In an interview for the Capitol Connector, he spoke about how the company got started, what’s on the horizon, and the attributes and skills needed to parlay a cybersecurity education into a successful career.
“Some of it has come out of luck,” Sealing said of his firm’s success. “One of my backgrounds is in host-based security -- that’s dealing with things like host intrusion prevention, SELinux and other things that reside on an asset. We found ourselves working on a contract because we were good at testing and evaluation, and that contract was specifically for perimeter defense. We ended up doing that piece of it, on the basis of our being good at performance evaluation and test evaluation of a network.”
“In the process, we saw that there are people who do host-based security and there are people who do network-based security, but there aren’t too many out there that combine the two of these together.

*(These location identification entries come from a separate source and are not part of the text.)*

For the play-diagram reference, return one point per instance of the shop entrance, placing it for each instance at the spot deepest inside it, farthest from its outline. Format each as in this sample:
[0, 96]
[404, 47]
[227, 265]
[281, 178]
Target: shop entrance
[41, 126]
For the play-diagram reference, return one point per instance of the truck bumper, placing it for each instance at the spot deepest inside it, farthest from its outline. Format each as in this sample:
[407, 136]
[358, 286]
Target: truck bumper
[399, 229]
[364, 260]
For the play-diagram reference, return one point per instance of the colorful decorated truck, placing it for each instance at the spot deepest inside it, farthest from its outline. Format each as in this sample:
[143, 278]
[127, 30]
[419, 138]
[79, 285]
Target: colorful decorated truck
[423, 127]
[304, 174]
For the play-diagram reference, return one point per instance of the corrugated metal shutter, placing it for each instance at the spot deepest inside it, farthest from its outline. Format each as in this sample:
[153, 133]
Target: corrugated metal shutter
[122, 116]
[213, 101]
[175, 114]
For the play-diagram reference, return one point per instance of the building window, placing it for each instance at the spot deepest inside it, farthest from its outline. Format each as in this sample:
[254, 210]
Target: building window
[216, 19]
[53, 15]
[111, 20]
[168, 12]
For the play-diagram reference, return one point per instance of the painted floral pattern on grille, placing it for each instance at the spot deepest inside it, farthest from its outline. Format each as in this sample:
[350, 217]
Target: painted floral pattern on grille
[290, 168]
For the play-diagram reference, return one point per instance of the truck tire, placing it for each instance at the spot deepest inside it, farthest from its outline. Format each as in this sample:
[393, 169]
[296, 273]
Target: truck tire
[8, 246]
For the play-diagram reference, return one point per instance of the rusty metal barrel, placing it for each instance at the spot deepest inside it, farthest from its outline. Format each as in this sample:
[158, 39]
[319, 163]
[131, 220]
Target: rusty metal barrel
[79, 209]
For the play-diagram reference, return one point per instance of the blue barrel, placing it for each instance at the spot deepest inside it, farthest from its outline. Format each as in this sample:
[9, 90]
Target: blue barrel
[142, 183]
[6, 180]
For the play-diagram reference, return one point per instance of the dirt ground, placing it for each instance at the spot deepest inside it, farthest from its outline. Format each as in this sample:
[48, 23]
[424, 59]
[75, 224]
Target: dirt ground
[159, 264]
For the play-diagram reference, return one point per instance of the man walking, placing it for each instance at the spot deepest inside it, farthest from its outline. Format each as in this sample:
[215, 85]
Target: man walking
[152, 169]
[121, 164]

So that’s where we decided to carve out our niche.” he said.
Changing threats require new approach
It’s a combination of capabilities that he believes will prove increasingly critical as organizations grapple with the challenges posed by apps, cloud-based services and the Internet of Things. In this evolving ecosystem, long-standing security procedures are becoming rapidly obsolete. Companies and individuals alike increasingly entrust their digital assets to platforms over which they have limited control; businesses have little power to control the apps installed on company computers; and many app developers do little to make sure security best practices are being followed.
“How do you control an ecosystem in which just about anyone can write some code and get it out there, and in which companies can’t stop their employees from installing apps? These are issues that are making the cybersecurity arena completely different from the way it was, say, ten years ago, and the IT security field is really struggling with them. And that’s why being able to do both host-based and perimeter defense becomes really important,” Sealing said.
“You want to be able to see the data that traverses outside of the device as well as what goes on inside the device, and look at these things together. Then you can ask the question: is the device secure, and is the app sending information that it’s not supposed to be sending?”
Army experience, Capitol education
Sealing’s background makes him optimally poised to tap the synergy that comes from merging different areas within the cyber field – he’s been combining different skill areas since the age of 17. That was when he enlisted in the army and became a satellite technician, gaining “a good understanding of how data works at the ones and zeroes level, and how that data moves from one place to another.”
In the meantime, he continued an ongoing hobby of repairing and building computers, which helped him build expertise on the server side.
Sealing’s choice for a college, after completing his military service, was Capitol, and he says it was “completely worth it.”
“Every class that I took was very technical in nature and really helped set me up for success,” he explains, pointing to operating systems theory and hands-on networking courses as especially useful.
His firm, which has hired several Capitol graduates, seeks out employees who – like the founder – are eager to develop multiple facets. In fact, Sealing believes such versatility is fast becoming a requirement for a fruitful career.
“We have a bunch of people we call ‘hybrid admins,’ -- they’re not just systems admins, they’re not just network admins. They know both sides of that and having that good base of knowledge is the best start to a career in security. Without knowing both the network and the systems side it’s hard to move into security and really succeed,” he said.
Though IT and cybersecurity are deeply rewarding careers, they’re not for those who lack commitment and the willingness to push beyond comfort zones, he said. “You really have to be passionate about it. It’s not like a 9 to 5 situation where you just forget about it at the end of the day. You’ve got to be willing to develop your knowledge during your spare time as well, and always push yourself to learn more.”
The cybersecurity profession is about “finding problems you can solve for other people,” Sealing said. “You can find a big problem to solve for a few people or a small problem for a lot of people. Either way, if you’re able to identify problems and solve them, you’ll be successful.”